The problem of controlling the nonlinear system known as the Twin-Rotor System (TRS) using the Active Disturbance Rejection Control (ADRC) technique is investigated in this work. The TRS is a commercial didactical experiment that is used for studying helicopters control tasks, such as pitch and yaw stabilization or tracking. In this work only one degree-of-freedom is considered, namely the TRS pitch movement, such that the TRS can be represented as a third order Single-Input Single-Output (SISO) nonlinear system. The parameters of a first-principles model are obtained by minimizing the quadratic cost associated with the difference between experimentally acquired response data and simulated ones. Since the TRS output is quantized due to the use of a rotational encoder, an Algebraic Differentiation Procedure (ADP) is used as a filtering technique to smooth out the corresponding abrupt transitions caused by quantization.
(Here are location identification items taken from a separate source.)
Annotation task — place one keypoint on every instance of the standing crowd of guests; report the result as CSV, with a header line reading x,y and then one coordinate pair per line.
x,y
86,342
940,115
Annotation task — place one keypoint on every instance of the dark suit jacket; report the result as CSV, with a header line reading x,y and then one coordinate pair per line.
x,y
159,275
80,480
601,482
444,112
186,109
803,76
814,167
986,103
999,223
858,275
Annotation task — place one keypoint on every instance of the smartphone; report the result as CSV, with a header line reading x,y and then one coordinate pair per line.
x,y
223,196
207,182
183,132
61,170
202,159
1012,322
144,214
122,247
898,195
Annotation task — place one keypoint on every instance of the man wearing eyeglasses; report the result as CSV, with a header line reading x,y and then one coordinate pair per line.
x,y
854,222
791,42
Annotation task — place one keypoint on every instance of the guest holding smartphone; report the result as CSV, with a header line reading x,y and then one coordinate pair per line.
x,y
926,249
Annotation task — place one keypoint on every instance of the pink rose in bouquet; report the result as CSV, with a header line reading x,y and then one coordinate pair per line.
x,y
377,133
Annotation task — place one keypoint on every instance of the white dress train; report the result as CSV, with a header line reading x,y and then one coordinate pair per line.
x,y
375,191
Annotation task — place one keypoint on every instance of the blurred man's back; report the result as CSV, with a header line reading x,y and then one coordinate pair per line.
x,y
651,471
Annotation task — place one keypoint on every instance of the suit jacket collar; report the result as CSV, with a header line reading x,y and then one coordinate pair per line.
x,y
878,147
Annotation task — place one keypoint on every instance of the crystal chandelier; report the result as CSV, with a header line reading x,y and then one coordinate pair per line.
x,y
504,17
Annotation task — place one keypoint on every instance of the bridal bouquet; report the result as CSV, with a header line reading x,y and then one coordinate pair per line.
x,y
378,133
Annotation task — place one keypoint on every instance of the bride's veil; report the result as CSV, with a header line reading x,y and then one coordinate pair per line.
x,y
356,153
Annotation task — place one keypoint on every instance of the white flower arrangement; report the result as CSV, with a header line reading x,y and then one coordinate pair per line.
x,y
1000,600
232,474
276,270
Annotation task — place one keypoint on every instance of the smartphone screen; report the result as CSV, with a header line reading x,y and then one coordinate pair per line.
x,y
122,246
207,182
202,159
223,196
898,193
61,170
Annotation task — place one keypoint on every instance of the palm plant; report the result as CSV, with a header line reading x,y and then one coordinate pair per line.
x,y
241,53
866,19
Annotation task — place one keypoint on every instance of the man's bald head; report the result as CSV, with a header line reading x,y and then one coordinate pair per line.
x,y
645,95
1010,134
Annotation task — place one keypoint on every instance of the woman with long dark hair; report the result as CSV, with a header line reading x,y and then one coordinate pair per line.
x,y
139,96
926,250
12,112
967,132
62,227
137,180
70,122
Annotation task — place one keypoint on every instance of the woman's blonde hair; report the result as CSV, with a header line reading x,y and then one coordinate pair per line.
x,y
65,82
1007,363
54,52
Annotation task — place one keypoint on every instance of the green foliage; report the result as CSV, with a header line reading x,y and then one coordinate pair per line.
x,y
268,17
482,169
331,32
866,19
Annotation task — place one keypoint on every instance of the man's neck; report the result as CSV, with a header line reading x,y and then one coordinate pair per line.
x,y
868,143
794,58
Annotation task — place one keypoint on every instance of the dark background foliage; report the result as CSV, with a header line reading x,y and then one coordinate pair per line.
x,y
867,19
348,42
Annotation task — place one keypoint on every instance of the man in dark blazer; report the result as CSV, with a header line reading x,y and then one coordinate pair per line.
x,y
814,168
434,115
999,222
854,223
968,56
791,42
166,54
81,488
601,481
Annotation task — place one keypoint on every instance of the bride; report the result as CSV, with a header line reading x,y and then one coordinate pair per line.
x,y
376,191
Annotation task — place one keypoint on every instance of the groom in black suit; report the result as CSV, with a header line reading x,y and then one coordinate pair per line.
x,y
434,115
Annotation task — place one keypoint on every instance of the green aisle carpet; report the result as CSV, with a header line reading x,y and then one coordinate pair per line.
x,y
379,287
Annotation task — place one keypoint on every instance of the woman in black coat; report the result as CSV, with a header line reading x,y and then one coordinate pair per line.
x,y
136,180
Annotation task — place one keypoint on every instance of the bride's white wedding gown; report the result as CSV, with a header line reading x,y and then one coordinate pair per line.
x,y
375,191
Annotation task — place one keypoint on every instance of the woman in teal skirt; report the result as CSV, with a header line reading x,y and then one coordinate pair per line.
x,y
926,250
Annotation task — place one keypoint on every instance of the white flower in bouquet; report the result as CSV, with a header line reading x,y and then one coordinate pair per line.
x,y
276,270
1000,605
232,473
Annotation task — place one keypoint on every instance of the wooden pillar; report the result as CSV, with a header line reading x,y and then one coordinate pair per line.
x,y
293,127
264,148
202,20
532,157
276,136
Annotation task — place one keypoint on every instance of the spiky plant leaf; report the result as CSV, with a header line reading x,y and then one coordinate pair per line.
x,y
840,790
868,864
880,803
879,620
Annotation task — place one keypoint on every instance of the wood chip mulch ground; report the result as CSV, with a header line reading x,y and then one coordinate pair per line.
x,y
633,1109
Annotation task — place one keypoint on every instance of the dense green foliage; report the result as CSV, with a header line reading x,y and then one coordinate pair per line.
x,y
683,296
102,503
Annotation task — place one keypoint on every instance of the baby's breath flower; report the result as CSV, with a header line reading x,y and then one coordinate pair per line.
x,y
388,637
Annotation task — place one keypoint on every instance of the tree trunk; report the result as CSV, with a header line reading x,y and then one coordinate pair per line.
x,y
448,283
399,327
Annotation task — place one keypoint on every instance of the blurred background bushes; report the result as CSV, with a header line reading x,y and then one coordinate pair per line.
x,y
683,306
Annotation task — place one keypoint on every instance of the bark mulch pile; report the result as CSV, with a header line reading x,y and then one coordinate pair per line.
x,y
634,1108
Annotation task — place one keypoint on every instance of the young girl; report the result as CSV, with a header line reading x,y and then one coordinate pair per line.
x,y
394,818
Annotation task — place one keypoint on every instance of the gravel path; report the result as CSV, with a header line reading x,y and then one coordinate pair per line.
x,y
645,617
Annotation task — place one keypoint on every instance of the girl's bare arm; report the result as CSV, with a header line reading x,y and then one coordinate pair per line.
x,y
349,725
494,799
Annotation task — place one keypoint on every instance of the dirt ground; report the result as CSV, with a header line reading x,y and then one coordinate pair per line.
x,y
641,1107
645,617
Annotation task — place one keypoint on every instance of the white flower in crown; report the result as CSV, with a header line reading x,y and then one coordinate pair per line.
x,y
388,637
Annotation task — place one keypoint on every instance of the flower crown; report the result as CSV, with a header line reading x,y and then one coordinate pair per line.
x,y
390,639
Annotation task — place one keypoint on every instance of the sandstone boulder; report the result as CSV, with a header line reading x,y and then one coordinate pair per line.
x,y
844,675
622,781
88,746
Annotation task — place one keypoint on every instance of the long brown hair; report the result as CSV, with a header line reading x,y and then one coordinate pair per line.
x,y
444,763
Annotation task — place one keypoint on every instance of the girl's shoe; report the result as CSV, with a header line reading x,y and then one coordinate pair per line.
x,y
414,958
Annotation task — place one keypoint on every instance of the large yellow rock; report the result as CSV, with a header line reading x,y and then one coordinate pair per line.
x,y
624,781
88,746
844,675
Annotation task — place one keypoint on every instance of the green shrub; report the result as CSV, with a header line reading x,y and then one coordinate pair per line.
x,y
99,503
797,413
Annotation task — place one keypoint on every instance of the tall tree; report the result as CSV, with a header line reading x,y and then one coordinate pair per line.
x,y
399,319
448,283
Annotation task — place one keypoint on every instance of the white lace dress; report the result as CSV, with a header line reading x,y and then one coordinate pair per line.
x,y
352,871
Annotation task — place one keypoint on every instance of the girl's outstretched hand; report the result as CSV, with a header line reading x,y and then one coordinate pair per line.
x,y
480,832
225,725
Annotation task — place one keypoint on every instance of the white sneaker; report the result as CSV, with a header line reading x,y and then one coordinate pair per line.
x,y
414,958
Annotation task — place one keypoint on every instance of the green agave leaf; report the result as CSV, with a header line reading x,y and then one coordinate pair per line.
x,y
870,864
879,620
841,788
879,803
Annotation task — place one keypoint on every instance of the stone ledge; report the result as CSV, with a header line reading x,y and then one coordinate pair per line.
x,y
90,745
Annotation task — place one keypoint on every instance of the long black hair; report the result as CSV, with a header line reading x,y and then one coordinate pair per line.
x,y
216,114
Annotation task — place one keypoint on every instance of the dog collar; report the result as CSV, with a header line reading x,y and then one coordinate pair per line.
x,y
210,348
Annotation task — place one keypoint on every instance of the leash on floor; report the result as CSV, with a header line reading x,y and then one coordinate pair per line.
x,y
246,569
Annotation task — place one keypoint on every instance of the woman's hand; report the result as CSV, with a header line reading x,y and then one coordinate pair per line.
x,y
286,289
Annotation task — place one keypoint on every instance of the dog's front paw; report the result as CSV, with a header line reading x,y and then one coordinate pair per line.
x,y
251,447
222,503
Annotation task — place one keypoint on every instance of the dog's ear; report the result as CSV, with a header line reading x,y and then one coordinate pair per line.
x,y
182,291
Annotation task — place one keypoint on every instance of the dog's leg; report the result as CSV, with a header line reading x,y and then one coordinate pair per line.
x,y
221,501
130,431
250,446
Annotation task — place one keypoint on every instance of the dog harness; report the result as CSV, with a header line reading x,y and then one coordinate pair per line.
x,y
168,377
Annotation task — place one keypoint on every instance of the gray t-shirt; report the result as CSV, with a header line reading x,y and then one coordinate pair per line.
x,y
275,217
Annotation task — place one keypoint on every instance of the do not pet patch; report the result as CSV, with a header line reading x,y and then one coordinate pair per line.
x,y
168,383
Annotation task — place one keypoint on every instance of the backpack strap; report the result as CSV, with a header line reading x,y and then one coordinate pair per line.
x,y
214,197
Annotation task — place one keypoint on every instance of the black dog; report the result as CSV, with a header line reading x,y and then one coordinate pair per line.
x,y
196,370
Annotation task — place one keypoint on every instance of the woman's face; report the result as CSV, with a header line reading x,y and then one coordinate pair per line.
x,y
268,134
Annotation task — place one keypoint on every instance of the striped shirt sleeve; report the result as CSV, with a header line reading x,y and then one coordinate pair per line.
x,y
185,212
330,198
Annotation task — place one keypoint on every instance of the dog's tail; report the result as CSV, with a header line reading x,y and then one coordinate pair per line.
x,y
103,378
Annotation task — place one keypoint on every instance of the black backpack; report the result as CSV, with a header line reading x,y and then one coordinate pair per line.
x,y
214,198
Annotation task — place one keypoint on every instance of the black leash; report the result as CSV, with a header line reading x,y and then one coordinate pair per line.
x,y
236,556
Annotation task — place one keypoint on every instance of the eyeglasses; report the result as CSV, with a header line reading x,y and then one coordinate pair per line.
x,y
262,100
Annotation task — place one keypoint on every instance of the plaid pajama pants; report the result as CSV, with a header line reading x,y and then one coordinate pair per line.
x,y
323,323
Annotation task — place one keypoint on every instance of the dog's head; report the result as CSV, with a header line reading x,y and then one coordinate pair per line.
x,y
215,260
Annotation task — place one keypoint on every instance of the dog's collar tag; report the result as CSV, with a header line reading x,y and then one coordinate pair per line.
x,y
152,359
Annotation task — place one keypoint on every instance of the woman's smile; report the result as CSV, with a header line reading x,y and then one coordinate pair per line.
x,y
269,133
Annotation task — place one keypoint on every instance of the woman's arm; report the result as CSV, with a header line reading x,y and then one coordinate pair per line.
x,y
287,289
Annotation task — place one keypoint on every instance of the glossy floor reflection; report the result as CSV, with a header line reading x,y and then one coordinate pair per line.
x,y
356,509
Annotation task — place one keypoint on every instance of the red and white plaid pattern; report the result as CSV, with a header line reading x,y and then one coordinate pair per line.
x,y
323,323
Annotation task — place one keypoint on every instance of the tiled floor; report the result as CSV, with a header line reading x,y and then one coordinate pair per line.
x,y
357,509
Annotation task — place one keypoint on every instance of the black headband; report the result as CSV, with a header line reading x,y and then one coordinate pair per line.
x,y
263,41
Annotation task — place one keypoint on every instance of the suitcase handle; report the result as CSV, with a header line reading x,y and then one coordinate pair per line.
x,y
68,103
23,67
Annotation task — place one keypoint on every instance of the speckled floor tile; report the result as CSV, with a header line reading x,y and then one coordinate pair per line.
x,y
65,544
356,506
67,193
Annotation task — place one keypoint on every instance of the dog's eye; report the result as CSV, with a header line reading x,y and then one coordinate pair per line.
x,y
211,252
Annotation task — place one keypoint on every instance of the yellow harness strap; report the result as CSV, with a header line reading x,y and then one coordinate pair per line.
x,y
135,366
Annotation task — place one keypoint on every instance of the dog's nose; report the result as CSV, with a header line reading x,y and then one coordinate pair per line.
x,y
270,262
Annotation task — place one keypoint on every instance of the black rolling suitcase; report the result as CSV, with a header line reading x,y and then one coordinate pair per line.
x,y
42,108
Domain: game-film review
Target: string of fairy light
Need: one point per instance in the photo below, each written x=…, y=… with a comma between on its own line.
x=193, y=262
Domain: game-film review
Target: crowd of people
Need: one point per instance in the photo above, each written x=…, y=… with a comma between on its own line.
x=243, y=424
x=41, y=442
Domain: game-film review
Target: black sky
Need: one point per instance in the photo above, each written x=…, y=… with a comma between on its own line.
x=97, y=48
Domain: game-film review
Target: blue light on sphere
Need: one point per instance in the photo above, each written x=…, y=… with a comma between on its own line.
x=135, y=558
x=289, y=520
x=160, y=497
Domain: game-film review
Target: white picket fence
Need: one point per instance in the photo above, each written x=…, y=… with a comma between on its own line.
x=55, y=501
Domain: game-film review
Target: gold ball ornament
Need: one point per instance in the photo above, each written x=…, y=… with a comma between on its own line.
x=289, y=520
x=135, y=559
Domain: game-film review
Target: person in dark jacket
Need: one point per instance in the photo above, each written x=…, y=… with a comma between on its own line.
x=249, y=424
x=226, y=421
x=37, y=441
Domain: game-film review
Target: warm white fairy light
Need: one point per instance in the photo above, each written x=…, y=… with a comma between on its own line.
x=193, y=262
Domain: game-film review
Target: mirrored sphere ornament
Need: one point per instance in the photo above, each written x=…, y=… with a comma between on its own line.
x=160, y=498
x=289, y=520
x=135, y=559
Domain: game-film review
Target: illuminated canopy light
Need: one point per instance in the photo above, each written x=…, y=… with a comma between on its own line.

In addition, a partial dynamics cancellation scheme is employed to reduce the system order considering that the ADRC strategy was originally conceived to be applied in second-order systems. To accomplish this reduction, the time-derivative of a signal is estimated using a Robust and Exact Differentiator (RED) technique. Finally, the ADRC strategy, modified by the inclusion of signal processing stages provided by the ADP and the RED, is tested in practice. Experimental data indicates superior performance with respect to the original ADRC formulation in tracking a desired reference pitch angle.